German Cerros, psicólogo del Instituto de Derechos Humanos de la UCA (IDHUCA), trabaja desde hace algunos años dando atención a víctimas de la guerra civil salvadoreña.  Desde su experiencia de trabajo con comunidades,  señala que después de La guerra se instauró un «amordazamiento de la memoria» porque callaron a las víctimas con la Ley de Amnistía de 1993.

Cerros se aleja de la discusión jurídica alrededor de la reconciliación de la sociedad salvadoreña. Para él, tras 27 años de firmados los Acuerdos de Paz, una ley no asegurará que las personas perdonen y/o se reconcilien con el país. “La  decisión de perdonar y reconciliarse con el Estado, con la sociedad misma, solo puede tomarse por las víctimas”, dice.

El psicólogo explica que quienes vivieron el conflicto armado pasan por dos momentos antes de realmente sanar sus heridas: primero se reconocen como víctimas y hasta después, en un proceso más largo y arduo, se reconocen como sobrevivientes de una experiencia traumática. ¿Sobrevivientes?
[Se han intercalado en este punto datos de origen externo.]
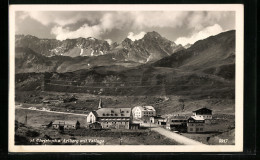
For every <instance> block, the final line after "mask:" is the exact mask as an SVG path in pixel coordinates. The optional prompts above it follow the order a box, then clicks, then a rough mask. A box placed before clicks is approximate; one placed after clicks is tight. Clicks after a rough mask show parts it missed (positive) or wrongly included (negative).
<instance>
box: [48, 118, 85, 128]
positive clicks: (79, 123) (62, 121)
mask: <svg viewBox="0 0 260 160" xmlns="http://www.w3.org/2000/svg"><path fill="white" fill-rule="evenodd" d="M52 128H54V129H59V130H67V129H79V128H80V123H79V121H73V120H55V121H54V122H52Z"/></svg>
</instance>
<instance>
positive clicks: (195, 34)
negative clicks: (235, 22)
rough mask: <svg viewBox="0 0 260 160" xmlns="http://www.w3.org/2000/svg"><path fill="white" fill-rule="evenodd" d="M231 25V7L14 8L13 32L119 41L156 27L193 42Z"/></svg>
mask: <svg viewBox="0 0 260 160" xmlns="http://www.w3.org/2000/svg"><path fill="white" fill-rule="evenodd" d="M234 29H235V12H232V11H16V13H15V33H16V34H24V35H27V34H29V35H33V36H36V37H39V38H48V39H57V40H65V39H73V38H79V37H83V38H88V37H94V38H97V39H102V40H106V41H107V42H108V43H110V44H111V43H113V42H118V43H120V42H121V41H123V40H124V39H125V38H126V37H128V38H130V39H131V40H133V41H135V40H138V39H141V38H142V37H143V36H144V35H145V34H146V33H147V32H151V31H156V32H158V33H159V34H161V35H162V36H163V37H165V38H167V39H169V40H171V41H174V42H175V43H177V44H182V45H186V44H188V43H190V44H193V43H194V42H196V41H197V40H200V39H205V38H207V37H209V36H211V35H216V34H219V33H221V32H224V31H228V30H234Z"/></svg>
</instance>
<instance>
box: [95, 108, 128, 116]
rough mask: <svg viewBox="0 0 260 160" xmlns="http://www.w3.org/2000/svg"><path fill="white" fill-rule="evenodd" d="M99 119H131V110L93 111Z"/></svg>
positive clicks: (115, 109)
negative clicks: (100, 118)
mask: <svg viewBox="0 0 260 160" xmlns="http://www.w3.org/2000/svg"><path fill="white" fill-rule="evenodd" d="M93 114H96V115H95V116H97V117H130V116H131V108H101V109H98V110H96V111H93Z"/></svg>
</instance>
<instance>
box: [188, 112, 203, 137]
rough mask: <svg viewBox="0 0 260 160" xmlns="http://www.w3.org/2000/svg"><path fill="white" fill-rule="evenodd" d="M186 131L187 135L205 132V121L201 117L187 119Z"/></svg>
mask: <svg viewBox="0 0 260 160" xmlns="http://www.w3.org/2000/svg"><path fill="white" fill-rule="evenodd" d="M187 131H188V132H189V133H201V132H205V120H204V119H203V118H202V117H195V116H191V117H190V118H189V119H188V123H187Z"/></svg>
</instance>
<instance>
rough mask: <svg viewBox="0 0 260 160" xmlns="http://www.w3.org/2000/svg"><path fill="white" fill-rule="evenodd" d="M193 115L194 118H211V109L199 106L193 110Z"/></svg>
mask: <svg viewBox="0 0 260 160" xmlns="http://www.w3.org/2000/svg"><path fill="white" fill-rule="evenodd" d="M193 116H194V117H195V118H203V119H205V120H208V119H212V110H211V109H208V108H201V109H198V110H196V111H193Z"/></svg>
Sí,  cuando las víctimas toman consciencia de que ellos siguen aquí, mientras que otras personas ya no están. Este es un proceso más largo, cuyas secuelas no son tan visibles como lo son los daños físicos, como lesiones o pérdida de patrimonio.
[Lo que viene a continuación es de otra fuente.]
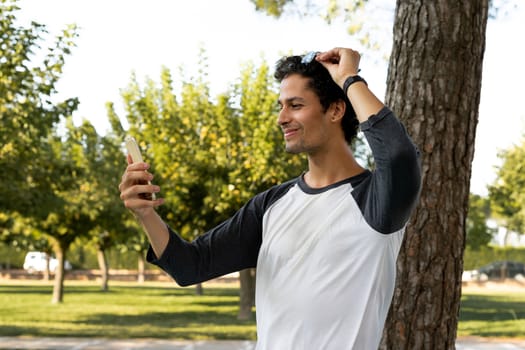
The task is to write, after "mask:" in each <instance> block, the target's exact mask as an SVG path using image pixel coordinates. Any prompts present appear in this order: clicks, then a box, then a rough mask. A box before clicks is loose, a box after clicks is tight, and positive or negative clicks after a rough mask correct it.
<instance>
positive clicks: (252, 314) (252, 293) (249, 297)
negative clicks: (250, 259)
mask: <svg viewBox="0 0 525 350" xmlns="http://www.w3.org/2000/svg"><path fill="white" fill-rule="evenodd" d="M239 280H240V283H241V288H240V297H239V314H238V315H237V319H239V320H250V319H252V317H253V314H252V307H253V306H254V305H255V269H245V270H242V271H240V273H239Z"/></svg>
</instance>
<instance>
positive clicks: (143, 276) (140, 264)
mask: <svg viewBox="0 0 525 350" xmlns="http://www.w3.org/2000/svg"><path fill="white" fill-rule="evenodd" d="M138 256H139V257H138V263H137V264H138V266H137V269H138V273H137V282H138V283H144V281H145V280H146V276H145V275H144V271H145V266H146V261H145V259H144V254H143V253H142V252H141V253H139V254H138Z"/></svg>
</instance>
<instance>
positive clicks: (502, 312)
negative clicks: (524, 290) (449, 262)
mask: <svg viewBox="0 0 525 350" xmlns="http://www.w3.org/2000/svg"><path fill="white" fill-rule="evenodd" d="M459 316H460V318H459V325H458V335H459V336H479V337H491V338H521V339H523V338H525V292H523V291H520V292H516V291H511V292H489V291H483V292H476V293H464V294H463V296H462V298H461V309H460V314H459Z"/></svg>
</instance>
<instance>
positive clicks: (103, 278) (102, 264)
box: [97, 247, 109, 292]
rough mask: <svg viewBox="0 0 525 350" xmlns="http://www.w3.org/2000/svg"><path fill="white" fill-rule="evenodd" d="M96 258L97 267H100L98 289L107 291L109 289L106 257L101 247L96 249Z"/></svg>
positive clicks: (99, 268) (106, 258) (108, 268)
mask: <svg viewBox="0 0 525 350" xmlns="http://www.w3.org/2000/svg"><path fill="white" fill-rule="evenodd" d="M97 260H98V267H99V269H100V278H101V280H100V290H102V291H103V292H107V291H108V290H109V286H108V281H109V267H108V259H107V257H106V252H105V251H104V249H102V248H101V247H98V249H97Z"/></svg>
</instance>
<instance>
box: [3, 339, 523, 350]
mask: <svg viewBox="0 0 525 350" xmlns="http://www.w3.org/2000/svg"><path fill="white" fill-rule="evenodd" d="M0 349H39V350H66V349H67V350H113V349H119V350H123V349H144V350H146V349H148V350H149V349H151V350H168V349H169V350H254V349H255V343H254V342H252V341H245V340H240V341H226V340H225V341H179V340H159V339H127V340H114V339H98V338H31V337H0ZM456 349H457V350H525V340H522V341H514V340H509V341H500V342H498V341H494V340H490V339H488V340H487V339H480V338H465V339H460V340H459V341H458V342H457V343H456Z"/></svg>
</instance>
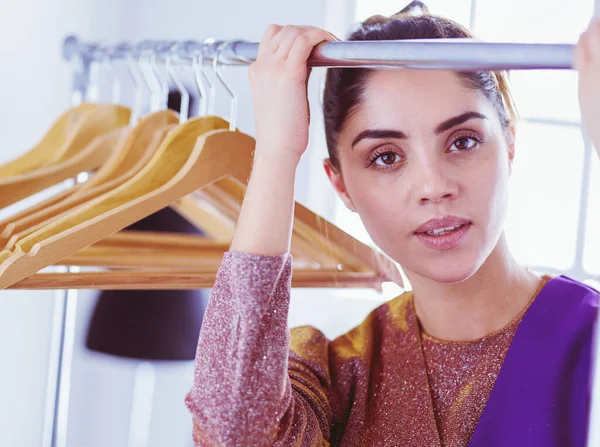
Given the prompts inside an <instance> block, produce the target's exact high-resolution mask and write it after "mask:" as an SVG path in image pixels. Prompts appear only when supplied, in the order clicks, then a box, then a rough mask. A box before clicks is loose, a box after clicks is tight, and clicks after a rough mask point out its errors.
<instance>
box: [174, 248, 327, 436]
mask: <svg viewBox="0 0 600 447" xmlns="http://www.w3.org/2000/svg"><path fill="white" fill-rule="evenodd" d="M291 261H292V259H291V255H289V254H283V255H279V256H264V255H255V254H249V253H235V252H227V253H225V256H224V258H223V262H222V264H221V267H220V269H219V271H218V273H217V278H216V282H215V285H214V288H213V290H212V295H211V299H210V302H209V305H208V308H207V310H206V314H205V316H204V321H203V324H202V329H201V331H200V337H199V341H198V350H197V353H196V370H195V375H194V385H193V388H192V389H191V390H190V392H189V393H188V394H187V396H186V405H187V406H188V408H189V409H190V411H191V412H192V415H193V419H194V440H195V442H196V445H198V446H253V447H259V446H288V445H289V446H291V445H293V446H320V445H328V440H329V426H330V423H331V411H330V404H329V400H328V398H327V390H328V388H329V386H330V378H329V370H328V367H327V356H328V341H327V339H326V338H325V337H324V336H323V335H322V333H320V332H319V331H317V330H316V329H314V328H308V327H304V328H297V329H294V330H293V336H292V351H290V331H289V330H288V310H289V302H290V287H291V275H292V266H291ZM294 348H295V349H296V350H300V349H301V350H302V352H303V353H304V354H303V356H299V355H295V354H294V350H295V349H294Z"/></svg>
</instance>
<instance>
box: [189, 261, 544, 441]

Cerros también habla de daños a nivel psicosocial, como lo son la desconfianza con la institucionalidad o que un sonido (un disparo o el vuelo de un helicóptero) o una imagen  (una persona uniformada) pueda traer recuerdos dolorosos. ¿Es posible sanar a una sociedad de estos traumas? A su juicio, esto es posible siempre y cuando el Estado propicie el espacio para ello, con una política pública que permita la comunicación entre las víctimas para que ellas puedan contar su verdad. Hace falta, señala, honrar mucho más:  “Además de lo físico, todavía la gente siente la deuda de la memoria”.